Complementing Miller’s solo project outside, there will be a soft premiere of Derrick Woods-Morrow’s first film “The Roach is Coming” (2017) which will be on view inside of The Franklin home. Woods-Morrow’s photographic practice has recently extended into the creation of moving image work. “The Roach is Coming” focuses on the artist’s deeply personal relationship with his childhood friend and first sexual partner Adam. The two grew up together in a small town in North Carolina. The film is organized around an intimate conversation between Woods-Morrow and Adam on the occasion of the artist’s visit home. They reflect upon their interracial relationship, shared memories of boyhood sexuality, and Adam’s decision to become a police officer. One of the central acts of the film is Woods-Morrow’s bathing of Adam. The audio of their conversation in the bathtub is coupled with imagery that complicates the viewer’s understanding of their relationship.

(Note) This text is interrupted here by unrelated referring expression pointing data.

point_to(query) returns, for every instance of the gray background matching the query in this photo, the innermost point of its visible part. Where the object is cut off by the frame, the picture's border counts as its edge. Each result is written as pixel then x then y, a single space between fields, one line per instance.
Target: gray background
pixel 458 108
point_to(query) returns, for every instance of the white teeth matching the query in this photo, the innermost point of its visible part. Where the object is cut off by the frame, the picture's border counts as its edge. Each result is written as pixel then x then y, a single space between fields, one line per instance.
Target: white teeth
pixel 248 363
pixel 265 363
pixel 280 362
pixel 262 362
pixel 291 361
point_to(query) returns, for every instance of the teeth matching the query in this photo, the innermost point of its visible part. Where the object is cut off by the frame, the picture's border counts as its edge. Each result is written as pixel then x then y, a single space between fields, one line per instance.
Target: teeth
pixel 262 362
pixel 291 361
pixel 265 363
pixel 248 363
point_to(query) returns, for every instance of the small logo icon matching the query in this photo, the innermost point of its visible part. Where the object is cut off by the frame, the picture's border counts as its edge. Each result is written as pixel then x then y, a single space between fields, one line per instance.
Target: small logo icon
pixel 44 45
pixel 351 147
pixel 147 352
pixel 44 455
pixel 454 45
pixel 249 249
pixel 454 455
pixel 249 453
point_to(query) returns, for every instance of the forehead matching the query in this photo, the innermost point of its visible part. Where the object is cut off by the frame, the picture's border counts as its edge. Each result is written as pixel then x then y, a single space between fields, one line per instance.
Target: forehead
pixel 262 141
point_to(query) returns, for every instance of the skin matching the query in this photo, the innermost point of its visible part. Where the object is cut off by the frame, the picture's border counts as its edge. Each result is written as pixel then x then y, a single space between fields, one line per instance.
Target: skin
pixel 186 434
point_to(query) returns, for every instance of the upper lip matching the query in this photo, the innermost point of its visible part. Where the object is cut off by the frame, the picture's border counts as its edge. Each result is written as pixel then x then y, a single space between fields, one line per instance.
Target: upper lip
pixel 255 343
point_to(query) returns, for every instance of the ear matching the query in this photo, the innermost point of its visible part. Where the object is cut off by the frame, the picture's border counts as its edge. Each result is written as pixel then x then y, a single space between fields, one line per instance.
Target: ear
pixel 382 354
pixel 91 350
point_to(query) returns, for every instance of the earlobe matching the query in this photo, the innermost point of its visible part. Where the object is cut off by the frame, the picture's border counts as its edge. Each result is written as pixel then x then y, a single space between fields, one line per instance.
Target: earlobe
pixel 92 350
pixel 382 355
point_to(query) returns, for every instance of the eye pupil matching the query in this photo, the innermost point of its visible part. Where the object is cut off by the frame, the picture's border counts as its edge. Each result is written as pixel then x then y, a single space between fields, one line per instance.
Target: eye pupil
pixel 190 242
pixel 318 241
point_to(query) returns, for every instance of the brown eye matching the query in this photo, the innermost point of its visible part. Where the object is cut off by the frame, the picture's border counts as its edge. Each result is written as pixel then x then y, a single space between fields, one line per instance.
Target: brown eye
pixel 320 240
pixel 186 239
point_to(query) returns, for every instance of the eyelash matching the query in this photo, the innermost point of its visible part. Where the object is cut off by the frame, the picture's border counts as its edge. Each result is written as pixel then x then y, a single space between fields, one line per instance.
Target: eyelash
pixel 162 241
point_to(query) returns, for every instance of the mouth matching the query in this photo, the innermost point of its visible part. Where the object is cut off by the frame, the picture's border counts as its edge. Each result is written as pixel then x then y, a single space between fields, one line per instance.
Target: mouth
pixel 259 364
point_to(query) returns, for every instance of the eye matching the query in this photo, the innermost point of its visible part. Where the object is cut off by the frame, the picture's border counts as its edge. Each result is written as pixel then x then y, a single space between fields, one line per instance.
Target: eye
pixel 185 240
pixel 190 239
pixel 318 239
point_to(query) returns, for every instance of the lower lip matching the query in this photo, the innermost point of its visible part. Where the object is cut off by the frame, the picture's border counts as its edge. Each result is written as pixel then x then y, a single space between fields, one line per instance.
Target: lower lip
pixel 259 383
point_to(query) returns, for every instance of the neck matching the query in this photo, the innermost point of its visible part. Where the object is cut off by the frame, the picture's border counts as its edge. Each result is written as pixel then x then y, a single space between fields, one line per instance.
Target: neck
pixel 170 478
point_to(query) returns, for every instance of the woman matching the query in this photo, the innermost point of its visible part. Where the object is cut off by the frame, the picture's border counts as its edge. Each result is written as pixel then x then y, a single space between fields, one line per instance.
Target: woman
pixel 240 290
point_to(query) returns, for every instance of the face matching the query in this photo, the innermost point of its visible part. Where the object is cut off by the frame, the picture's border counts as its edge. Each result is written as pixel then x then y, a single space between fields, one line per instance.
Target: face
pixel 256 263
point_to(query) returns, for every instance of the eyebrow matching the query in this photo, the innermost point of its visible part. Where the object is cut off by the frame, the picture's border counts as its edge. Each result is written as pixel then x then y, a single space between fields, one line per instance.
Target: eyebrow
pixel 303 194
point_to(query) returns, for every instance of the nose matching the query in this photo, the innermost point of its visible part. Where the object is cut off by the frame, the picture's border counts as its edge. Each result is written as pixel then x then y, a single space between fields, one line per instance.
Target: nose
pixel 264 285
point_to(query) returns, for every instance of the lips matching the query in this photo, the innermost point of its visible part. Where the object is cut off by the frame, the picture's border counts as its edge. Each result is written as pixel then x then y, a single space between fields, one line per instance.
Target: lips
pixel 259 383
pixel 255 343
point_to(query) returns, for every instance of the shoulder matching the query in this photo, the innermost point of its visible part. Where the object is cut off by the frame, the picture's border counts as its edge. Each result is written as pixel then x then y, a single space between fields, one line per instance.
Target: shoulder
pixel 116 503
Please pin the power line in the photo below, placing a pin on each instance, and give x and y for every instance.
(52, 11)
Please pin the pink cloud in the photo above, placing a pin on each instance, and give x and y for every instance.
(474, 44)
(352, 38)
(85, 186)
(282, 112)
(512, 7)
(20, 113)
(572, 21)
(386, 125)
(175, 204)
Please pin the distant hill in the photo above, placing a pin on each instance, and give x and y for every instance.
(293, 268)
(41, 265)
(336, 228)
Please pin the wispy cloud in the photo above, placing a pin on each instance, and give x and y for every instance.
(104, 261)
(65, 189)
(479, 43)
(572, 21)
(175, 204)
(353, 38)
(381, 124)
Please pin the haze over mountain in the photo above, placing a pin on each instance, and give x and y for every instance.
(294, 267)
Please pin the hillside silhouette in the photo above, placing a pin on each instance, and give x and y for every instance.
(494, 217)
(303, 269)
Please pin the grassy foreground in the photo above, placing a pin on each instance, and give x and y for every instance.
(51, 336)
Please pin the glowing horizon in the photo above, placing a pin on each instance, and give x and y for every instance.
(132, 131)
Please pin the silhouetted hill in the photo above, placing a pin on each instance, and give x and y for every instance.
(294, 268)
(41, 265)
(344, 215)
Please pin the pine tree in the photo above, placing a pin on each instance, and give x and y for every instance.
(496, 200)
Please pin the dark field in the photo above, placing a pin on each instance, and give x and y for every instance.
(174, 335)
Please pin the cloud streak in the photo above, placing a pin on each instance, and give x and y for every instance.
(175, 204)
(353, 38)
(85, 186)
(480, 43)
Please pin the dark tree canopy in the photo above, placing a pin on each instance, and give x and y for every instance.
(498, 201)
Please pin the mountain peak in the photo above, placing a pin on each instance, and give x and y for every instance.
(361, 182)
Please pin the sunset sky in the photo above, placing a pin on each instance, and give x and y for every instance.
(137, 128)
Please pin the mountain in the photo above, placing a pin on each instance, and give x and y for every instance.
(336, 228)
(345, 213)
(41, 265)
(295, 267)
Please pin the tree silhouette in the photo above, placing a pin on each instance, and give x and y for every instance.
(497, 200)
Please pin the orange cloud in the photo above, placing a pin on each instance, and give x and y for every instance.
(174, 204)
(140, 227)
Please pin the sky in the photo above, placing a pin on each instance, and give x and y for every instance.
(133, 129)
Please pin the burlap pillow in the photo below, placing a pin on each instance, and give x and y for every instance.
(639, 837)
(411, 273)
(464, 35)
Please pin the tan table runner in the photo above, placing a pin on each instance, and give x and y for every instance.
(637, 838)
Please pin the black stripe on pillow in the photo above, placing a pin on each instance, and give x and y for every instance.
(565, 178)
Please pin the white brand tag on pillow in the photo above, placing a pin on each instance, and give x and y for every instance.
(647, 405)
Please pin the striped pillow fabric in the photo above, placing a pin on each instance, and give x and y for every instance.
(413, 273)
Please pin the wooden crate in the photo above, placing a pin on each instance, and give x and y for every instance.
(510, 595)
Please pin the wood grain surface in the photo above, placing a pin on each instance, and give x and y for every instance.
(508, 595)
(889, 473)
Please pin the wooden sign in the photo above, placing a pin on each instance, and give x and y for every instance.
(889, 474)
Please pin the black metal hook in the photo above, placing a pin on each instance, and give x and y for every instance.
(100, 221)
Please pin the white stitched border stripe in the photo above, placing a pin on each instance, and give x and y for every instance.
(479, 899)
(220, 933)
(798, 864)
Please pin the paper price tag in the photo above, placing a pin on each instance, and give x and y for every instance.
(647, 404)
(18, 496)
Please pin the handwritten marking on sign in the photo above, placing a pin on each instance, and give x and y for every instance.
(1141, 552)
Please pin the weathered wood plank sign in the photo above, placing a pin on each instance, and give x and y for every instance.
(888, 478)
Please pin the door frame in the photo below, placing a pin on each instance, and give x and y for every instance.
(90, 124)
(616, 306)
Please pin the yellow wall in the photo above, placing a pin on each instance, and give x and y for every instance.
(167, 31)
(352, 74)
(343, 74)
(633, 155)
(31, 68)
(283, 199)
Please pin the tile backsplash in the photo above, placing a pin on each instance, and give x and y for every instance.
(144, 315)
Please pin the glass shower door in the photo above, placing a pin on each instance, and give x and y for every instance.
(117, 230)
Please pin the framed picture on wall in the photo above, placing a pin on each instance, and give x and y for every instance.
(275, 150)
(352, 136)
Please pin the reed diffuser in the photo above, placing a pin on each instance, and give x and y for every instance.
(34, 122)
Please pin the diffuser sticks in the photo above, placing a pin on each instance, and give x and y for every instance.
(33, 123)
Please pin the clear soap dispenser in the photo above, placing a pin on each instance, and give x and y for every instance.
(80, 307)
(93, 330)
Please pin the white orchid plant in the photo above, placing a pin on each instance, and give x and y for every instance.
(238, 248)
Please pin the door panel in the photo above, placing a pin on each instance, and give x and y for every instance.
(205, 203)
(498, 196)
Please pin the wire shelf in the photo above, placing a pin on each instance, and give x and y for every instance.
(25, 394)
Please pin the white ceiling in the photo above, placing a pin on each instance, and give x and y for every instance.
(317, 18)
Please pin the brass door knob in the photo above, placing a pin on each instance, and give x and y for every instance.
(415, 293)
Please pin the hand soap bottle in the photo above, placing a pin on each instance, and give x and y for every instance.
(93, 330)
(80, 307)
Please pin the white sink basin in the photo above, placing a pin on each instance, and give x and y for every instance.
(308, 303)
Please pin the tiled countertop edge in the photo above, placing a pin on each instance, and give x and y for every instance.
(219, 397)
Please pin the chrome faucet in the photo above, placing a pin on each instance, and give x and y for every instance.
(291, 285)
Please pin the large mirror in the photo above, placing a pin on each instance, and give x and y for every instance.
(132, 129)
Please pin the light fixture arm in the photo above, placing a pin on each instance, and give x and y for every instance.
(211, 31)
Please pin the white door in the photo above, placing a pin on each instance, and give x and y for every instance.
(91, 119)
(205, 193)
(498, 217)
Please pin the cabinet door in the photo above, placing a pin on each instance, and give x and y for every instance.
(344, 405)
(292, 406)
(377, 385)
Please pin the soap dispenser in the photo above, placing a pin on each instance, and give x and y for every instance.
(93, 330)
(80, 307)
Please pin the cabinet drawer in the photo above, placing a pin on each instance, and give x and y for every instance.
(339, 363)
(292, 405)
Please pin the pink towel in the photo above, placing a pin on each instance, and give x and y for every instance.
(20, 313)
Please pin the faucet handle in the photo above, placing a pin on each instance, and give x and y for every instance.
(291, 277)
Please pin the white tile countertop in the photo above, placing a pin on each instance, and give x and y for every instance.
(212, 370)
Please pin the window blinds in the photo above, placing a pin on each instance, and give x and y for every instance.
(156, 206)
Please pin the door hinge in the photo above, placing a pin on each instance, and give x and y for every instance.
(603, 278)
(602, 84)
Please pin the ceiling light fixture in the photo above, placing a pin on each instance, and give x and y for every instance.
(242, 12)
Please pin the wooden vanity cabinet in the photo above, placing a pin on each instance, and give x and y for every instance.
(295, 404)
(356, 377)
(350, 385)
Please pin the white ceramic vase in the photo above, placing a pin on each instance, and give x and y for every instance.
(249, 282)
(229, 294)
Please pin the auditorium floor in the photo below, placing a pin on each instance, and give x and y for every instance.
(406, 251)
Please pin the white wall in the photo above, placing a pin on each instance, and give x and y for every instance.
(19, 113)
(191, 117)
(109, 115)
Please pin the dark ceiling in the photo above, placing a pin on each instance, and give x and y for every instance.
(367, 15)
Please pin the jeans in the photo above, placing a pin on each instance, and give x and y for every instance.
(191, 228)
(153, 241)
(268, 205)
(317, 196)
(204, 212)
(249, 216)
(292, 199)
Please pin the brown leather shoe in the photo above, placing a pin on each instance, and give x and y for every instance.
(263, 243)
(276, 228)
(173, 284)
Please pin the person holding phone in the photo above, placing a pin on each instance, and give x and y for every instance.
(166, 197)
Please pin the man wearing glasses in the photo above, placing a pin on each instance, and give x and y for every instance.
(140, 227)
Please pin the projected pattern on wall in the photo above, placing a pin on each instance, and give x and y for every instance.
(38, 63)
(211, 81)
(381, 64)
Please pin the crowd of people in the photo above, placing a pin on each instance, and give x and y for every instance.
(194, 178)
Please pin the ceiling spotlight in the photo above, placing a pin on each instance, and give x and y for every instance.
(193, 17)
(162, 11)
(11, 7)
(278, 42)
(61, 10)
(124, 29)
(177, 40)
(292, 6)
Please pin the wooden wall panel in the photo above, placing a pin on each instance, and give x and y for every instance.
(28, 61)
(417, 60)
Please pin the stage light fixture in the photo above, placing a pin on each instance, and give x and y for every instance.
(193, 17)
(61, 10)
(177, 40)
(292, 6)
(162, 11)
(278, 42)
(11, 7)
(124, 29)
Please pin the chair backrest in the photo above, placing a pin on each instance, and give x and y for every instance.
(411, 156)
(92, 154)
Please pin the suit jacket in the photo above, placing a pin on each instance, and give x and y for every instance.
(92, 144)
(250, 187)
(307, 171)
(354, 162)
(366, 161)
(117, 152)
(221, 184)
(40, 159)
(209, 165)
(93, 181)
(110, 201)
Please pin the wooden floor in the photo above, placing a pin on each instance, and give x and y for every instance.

Also presented inside of the home is one of Elijah Burgher’s vibrant colored pencil drawings or “flags” from his snakes and ladders series. According to the artist, “snakes and ladders are figures of infernal descent and heavenly ascension respectively, and can be found in various shamanisms from across the globe. The original Indian board game and its later Victorian version had a moral significance: ladders represented virtues and snakes represented vices. I am not interested in the moral lessons, just the beauty of the game board and the cosmological symbolism.” Burgher’s drawing “Eden Flag with solar-anal emblems and hexes” (2017) invokes the mystical qualities of abstraction, wishfulness and the intricacies of symbolism.
For the opening and closing of “Love the Giver,” tarot reader and astrologer, Alia Walston will offer tarot readings to visitors. She will also present a workshop on the nuanced potential of the fool archetype on April 1st.